Li-Huei Tsai, the Picower Professor of Neuroscience at MIT, director of the Picower Institute for Learning and Memory, lead investigator of the Aging Brain Initiative at MIT, associate director of the Glenn Labs for Aging Research at MIT, and a Broad Institute senior associate member was named the recipient of the Society for Neuroscience Mika Salpeter Lifetime Achievement Award. This Mika Salpeter Lifetime Award recognizes an individual neuroscientist with distinguished achievements in neuroscience that actively promotes the advancement of women in neuroscience.
Tsai’s laboratory studies the brain from the genes to higher order cognition such as learning and memory as well as brain disorders such as Alzheimer’s disease. Tsai’s career began with her studies on a protein called cyclin-dependent kinase 5 or Cdk5, which has been found to affect neurodegenerative diseases. She has also studied the cellular machinery that controls the activation and inhibition of genes, also known as epigenetics. In addition, her work on integrating molecular, physiological, and circuit based experimental approaches has provided great insight into the processes of learning and memory. Currently, Tsai’s lab is working to create non-invasive treatments for mice with Alzheimer’s disease.

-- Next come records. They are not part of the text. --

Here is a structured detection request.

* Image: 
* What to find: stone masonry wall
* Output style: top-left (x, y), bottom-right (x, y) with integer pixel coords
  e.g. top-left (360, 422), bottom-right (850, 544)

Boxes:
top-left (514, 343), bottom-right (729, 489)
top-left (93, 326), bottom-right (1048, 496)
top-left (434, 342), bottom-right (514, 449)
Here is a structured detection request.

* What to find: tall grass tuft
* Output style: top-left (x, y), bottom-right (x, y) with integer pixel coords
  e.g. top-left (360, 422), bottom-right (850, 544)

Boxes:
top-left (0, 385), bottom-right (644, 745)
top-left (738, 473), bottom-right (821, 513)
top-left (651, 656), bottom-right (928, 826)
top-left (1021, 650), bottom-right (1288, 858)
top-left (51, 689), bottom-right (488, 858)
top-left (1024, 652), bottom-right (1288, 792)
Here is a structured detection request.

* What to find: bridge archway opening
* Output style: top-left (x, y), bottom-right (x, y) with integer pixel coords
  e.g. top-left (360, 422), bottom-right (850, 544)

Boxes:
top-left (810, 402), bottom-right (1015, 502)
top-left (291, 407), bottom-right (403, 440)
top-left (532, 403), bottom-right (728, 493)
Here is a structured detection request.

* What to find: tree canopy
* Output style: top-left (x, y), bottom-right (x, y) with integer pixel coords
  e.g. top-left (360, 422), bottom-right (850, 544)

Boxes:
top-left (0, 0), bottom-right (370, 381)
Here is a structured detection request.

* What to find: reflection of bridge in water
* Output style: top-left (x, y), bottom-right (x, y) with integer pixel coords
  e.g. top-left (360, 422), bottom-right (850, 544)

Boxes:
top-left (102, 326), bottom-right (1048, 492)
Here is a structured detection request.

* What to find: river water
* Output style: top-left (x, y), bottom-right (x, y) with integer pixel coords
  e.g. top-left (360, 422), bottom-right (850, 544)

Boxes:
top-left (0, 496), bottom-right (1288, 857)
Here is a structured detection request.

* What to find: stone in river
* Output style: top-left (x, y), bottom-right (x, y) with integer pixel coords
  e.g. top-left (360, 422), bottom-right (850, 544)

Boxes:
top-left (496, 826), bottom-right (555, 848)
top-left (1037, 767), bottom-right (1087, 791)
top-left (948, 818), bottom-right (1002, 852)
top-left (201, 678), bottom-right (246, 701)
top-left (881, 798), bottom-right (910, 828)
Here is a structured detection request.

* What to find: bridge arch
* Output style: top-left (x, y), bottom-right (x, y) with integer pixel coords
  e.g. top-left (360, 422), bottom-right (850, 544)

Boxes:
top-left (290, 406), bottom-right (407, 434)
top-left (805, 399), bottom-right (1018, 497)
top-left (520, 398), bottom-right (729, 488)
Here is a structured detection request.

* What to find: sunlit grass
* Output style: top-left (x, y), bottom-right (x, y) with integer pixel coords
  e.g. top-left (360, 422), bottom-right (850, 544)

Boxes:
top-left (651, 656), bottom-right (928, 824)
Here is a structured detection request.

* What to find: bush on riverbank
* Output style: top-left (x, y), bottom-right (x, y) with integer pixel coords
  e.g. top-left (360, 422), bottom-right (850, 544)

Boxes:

“Li-Huei Tsai is an extraordinary scientist who has made far reaching and innovative discoveries,” says Michael Sipser, professor of mathematics and dean of the MIT School of Science. “She was the first to demonstrate the importance of epigenetic gene regulation in Alzheimer’s disease. Her lab identified epigenetic modifying enzymes that regulate genes underlying memory formation and further demonstrated the importance of epigenetic modification in Alzheimer’s patients and in mice with Alzheimer’s disease. She has provided important evidence that Cdk5 is an important mediator of deficits found in Alzheimer’s disease mouse models. Aside from her major contributions to a better understanding of Alzheimer’s disease, her pioneering work provides several exciting new targets for therapeutic intervention of Alzheimer’s disease.”